After learning about gradient descent in a linear regression, I was curious about using different kinds of hypothesis functions to improve the result of the algorithm itself. So far, the hypothesis function was only a linear straight line. However, your training set may not have a linear correlation and by staying with a linear model it becomes difficult to reduce the cost returned from the cost function.
Model Selection in a Regression Problem
Often you will get into the topic of machine learning by using linear regression with gradient descent in an univariate training set. One popular training set represents housing prices depending on their sizes in Portland. To keep it simple, for the sake of learning about it, the hypothesis is a straight line through your training set and thus a linear function such as
h(x) => thetaOne * x + thetaZero.
Price + | XXX | XXX | 0 XXX 0 | XXX 0 | XXX | XXX | XXX | 0 XXX | XXX | XXX 0 | XXX |XXX | +---------------------------------------+ Size
However, often your features, such as the size and the price of a house, will not have a linear correlation. It’s difficult to fit a straight line through the training set in order to predict the prices. The cost function will always return a high value no matter how long you train your algorithm. If you make a wrong decision in the beginning, by selecting an non fitting model type for your regression problem, you may end up with an unsatisfying result.
Price + | XX | | | | | XX | | | 0 | XX | 0 0 | XX | 0 | XX | | | XX | | | XX | 0 0 | 0 XX | | | XX | | 0 |XX 0 | | XX | XX |XX +-------------------------------------------------+ Size
The problem is called under-fitting. In other words, the algorithm has a high bias. Both mean that the prediction doesn’t fit the data well. That’s where you have to select a different model type to fit your training set in the first place, because the correlation of your x and y values may be nonlinear (e.g. curvilinear).
Polynomial regression comes into play when your correlation of data is nonlinear and thus a linear model type isn’t fitting anymore. Rather than using a straight line, so a linear model to estimate the predictions, it could be for instance a quadratic model or cubic model with a curved line. Polynomial regression is a form of linear regression that allows you to predict a single y variable by decomposing the x variable into a n-th order polynomial. It can have any form of the following function for the hypothesis function.
h(x) => thetaZero + thetaOne * x + thetaTwo * x^2 + thetaThree * x^3 ..... thetaK * x^k
As the successive powers of x are added to the equation, the regression line changes its shape. By selecting a fitting model type, you can reduce your costs over time by a significant amount. In the following diagram, the regression line is better fitting than the previously linear regression line.

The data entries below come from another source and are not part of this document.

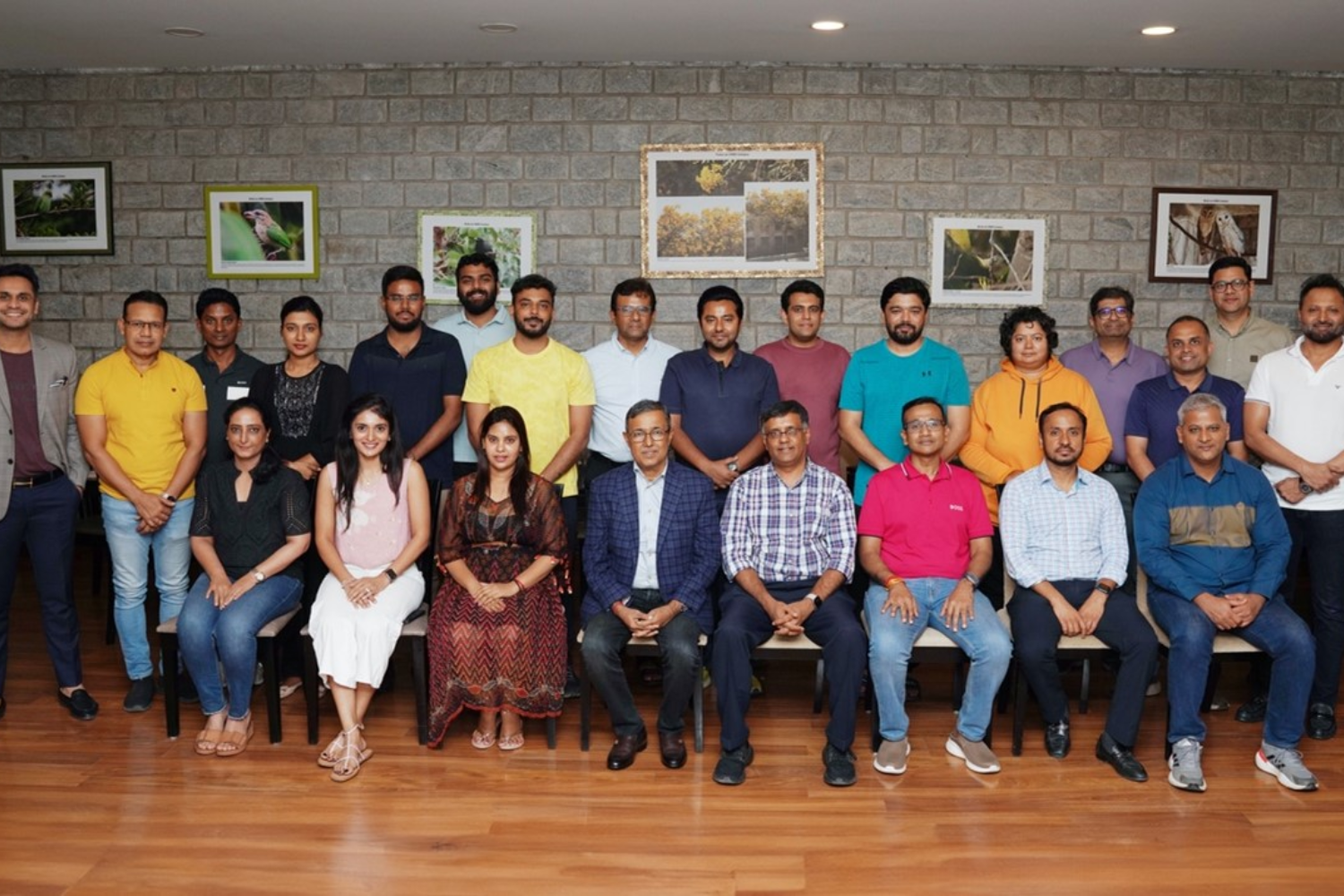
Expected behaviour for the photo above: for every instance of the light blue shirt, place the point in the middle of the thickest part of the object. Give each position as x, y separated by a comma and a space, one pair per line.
472, 340
623, 378
1051, 535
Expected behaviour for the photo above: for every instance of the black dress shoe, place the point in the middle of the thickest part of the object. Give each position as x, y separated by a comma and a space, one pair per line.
1253, 711
672, 748
1123, 761
624, 748
80, 704
1056, 739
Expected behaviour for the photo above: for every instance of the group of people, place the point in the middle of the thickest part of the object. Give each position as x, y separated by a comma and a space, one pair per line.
717, 509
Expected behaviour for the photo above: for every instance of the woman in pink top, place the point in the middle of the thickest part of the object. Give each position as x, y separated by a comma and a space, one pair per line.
371, 525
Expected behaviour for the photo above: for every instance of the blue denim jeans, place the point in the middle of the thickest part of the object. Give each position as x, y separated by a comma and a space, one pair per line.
207, 633
1277, 630
131, 573
890, 641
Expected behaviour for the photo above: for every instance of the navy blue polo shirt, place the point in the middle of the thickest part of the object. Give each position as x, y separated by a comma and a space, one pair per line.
1153, 406
414, 386
719, 406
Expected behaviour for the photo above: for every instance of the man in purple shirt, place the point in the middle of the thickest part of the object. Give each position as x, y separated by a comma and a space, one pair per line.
1113, 365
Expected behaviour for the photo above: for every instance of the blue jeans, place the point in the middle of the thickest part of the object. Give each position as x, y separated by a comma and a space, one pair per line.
1277, 630
131, 573
890, 641
206, 632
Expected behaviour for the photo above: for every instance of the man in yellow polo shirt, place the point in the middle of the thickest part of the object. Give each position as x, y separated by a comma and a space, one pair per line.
142, 417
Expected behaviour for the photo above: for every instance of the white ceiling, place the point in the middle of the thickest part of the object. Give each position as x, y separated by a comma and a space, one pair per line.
1295, 35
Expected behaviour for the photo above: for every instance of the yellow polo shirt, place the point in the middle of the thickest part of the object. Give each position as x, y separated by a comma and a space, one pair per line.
144, 416
540, 387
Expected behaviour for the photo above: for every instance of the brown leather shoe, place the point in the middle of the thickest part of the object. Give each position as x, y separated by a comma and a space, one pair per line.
672, 748
624, 748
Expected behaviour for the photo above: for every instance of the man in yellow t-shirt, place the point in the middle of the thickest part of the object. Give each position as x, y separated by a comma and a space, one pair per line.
142, 417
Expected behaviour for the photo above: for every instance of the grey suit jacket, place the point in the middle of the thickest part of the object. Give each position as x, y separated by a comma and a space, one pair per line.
56, 375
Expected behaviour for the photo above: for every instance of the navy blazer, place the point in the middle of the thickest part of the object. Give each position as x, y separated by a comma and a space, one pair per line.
688, 540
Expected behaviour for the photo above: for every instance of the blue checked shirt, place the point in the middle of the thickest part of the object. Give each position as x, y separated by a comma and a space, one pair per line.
788, 533
1051, 535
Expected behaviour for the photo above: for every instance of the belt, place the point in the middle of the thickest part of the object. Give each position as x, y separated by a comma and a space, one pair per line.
42, 478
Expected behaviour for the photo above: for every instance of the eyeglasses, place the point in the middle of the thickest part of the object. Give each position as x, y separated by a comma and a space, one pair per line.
644, 435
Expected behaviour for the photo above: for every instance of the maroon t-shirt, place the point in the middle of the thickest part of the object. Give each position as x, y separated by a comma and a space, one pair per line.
29, 460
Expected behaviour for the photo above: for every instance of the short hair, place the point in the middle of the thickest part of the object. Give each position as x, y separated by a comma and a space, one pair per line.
532, 281
784, 409
1201, 402
1027, 314
215, 296
1185, 319
906, 287
718, 293
1230, 261
1317, 281
648, 406
144, 297
24, 271
402, 271
1055, 409
1110, 292
922, 400
303, 306
634, 287
806, 287
473, 258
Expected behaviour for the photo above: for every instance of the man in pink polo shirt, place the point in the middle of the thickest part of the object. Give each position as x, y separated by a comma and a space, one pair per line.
925, 538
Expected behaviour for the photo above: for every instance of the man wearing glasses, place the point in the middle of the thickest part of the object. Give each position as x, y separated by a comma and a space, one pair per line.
788, 549
626, 368
142, 417
650, 552
1241, 336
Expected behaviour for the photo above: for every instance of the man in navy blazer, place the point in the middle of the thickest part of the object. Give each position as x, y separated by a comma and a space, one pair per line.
650, 551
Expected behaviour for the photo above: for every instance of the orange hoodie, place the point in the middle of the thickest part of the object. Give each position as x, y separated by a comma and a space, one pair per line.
1004, 435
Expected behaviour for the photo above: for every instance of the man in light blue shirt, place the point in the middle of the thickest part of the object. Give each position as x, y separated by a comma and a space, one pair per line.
480, 324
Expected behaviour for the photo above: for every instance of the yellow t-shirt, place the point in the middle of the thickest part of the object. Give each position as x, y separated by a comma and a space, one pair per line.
144, 414
540, 387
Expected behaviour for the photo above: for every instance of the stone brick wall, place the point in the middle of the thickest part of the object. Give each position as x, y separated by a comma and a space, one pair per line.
1081, 148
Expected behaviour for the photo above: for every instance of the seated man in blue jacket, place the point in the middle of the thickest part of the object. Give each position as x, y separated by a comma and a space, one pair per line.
650, 551
1215, 547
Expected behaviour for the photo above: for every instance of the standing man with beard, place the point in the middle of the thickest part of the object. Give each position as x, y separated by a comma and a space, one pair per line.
480, 324
1295, 419
418, 370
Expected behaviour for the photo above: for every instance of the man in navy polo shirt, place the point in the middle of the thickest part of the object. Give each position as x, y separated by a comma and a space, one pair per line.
418, 370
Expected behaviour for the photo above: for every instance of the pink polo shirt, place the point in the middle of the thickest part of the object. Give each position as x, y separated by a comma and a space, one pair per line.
925, 525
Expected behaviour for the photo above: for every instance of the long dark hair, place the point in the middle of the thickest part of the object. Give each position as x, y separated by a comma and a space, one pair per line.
347, 455
269, 462
521, 470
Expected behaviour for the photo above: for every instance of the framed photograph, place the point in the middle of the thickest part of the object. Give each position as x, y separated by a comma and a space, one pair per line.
988, 261
1193, 228
507, 237
261, 233
731, 210
56, 209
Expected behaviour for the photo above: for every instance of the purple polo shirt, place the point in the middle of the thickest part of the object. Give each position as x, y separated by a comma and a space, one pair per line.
1115, 383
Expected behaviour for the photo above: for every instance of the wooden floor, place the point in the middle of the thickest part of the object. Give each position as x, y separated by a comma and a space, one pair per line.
113, 806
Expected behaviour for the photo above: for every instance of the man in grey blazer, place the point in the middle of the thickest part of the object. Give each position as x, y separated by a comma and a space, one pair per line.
42, 477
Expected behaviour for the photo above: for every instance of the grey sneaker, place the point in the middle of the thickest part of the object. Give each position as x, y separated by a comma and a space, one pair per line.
1285, 764
978, 756
1185, 772
892, 755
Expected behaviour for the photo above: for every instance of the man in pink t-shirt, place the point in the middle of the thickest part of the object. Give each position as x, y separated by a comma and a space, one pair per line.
809, 368
925, 538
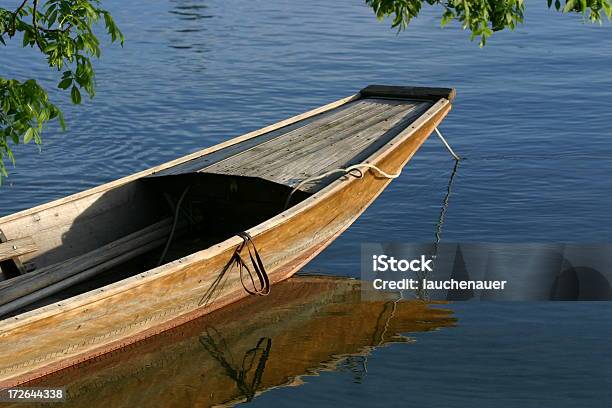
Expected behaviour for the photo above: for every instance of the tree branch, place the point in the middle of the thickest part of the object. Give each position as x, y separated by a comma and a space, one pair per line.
15, 14
35, 25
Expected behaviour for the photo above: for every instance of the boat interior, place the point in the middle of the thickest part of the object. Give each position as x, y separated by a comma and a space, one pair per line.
80, 244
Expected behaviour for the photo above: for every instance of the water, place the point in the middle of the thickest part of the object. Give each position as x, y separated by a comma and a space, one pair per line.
531, 118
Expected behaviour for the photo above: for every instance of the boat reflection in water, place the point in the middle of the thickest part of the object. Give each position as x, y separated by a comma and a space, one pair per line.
306, 325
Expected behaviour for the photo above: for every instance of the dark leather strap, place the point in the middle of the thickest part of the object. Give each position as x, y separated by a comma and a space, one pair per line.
262, 287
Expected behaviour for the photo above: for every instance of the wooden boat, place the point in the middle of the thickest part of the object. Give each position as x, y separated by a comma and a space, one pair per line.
307, 325
81, 273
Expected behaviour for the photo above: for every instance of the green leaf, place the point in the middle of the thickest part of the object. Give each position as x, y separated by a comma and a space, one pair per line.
75, 94
65, 83
28, 135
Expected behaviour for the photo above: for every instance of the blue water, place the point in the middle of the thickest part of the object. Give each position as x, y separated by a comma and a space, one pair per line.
532, 119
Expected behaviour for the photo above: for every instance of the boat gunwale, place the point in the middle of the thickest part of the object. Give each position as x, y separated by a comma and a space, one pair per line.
145, 277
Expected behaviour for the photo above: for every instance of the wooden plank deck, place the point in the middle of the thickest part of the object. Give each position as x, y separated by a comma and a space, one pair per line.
335, 139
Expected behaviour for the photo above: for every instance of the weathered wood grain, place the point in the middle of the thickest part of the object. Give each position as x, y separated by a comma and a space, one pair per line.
151, 302
129, 245
17, 247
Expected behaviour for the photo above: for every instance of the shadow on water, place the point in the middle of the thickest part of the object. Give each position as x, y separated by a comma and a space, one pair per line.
307, 324
191, 16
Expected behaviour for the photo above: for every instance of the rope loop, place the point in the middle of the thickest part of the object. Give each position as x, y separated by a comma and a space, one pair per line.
262, 286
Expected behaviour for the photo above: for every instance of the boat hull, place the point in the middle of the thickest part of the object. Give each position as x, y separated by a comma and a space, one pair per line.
98, 322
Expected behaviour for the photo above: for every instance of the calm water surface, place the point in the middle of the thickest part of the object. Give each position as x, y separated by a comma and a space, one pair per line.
532, 119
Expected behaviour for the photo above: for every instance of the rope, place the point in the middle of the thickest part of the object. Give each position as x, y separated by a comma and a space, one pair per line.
174, 224
450, 150
349, 170
259, 269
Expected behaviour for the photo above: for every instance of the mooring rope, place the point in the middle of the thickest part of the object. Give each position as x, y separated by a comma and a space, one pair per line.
358, 167
349, 170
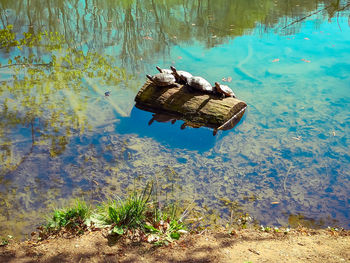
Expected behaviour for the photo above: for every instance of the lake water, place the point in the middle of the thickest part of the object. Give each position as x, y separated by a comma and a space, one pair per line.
286, 163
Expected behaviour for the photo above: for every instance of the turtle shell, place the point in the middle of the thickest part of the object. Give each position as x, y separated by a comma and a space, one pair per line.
200, 83
162, 79
181, 75
225, 90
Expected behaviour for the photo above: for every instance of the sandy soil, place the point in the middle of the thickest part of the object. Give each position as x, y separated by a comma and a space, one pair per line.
302, 245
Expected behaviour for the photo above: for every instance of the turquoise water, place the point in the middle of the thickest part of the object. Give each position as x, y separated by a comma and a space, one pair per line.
285, 163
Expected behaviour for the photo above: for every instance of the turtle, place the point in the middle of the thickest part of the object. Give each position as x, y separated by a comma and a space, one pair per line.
162, 79
180, 75
224, 90
200, 84
162, 118
164, 70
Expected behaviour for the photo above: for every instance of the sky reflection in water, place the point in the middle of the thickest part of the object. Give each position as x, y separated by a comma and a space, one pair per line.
287, 162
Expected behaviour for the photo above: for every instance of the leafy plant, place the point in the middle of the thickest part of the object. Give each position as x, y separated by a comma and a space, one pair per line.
129, 213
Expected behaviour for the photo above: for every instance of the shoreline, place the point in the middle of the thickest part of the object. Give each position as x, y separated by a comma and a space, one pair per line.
245, 245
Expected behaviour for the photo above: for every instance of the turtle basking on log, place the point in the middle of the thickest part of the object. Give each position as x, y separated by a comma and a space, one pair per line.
164, 70
163, 79
200, 84
224, 90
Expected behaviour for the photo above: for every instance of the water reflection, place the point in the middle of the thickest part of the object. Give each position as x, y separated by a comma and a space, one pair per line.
139, 31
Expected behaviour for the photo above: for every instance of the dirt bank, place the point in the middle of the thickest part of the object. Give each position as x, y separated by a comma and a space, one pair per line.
302, 245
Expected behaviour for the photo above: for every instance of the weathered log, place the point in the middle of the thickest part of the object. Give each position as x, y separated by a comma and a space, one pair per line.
204, 109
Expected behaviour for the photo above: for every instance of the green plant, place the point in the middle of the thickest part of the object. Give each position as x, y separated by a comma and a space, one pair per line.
164, 227
129, 213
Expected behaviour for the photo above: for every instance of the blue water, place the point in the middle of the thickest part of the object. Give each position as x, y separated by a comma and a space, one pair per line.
285, 163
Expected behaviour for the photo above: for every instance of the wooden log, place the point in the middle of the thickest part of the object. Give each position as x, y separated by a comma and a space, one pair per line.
197, 107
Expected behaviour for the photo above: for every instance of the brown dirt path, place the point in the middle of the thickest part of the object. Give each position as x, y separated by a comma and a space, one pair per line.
243, 246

Price + | XX | XXXXXXX 0 | 0 XX 0 | 0 XXXXXXX | | XX | XXXXXXX | 0X 0 | 0 XXXXXX | | XX| | 0 | XXXXX 0 | | XX | XXXX |XX +-------------------------------------------------+ Size
Polynomial regression can reduce your costs returned by the cost function. It gives your regression line a curvilinear shape and makes it more fitting for your underlying data. By applying a higher order polynomial, you can fit your regression line to your data more precisely. But isn’t there any problem with the approach of using more complex polynomials to perfectly fit the regression line?
Over-fitting in Polynomial Regression
There is one crucial aspect when using polynomial regression. By selecting models for your regression problem, you want to determine which of these models is the most parsimonious. What does a parsimonious model mean? Generally speaking, you need to care more about a parsimony model rather than a best-fitting model. A complex model could over-fit your data. It becomes an over-fitting problem or in other words the algorithm has a high variance. For instance, you might find that a quadratic model fits your trainings set reasonably well. On the other hand, you find out about a very high order polynomial that goes almost perfectly through each of your data points.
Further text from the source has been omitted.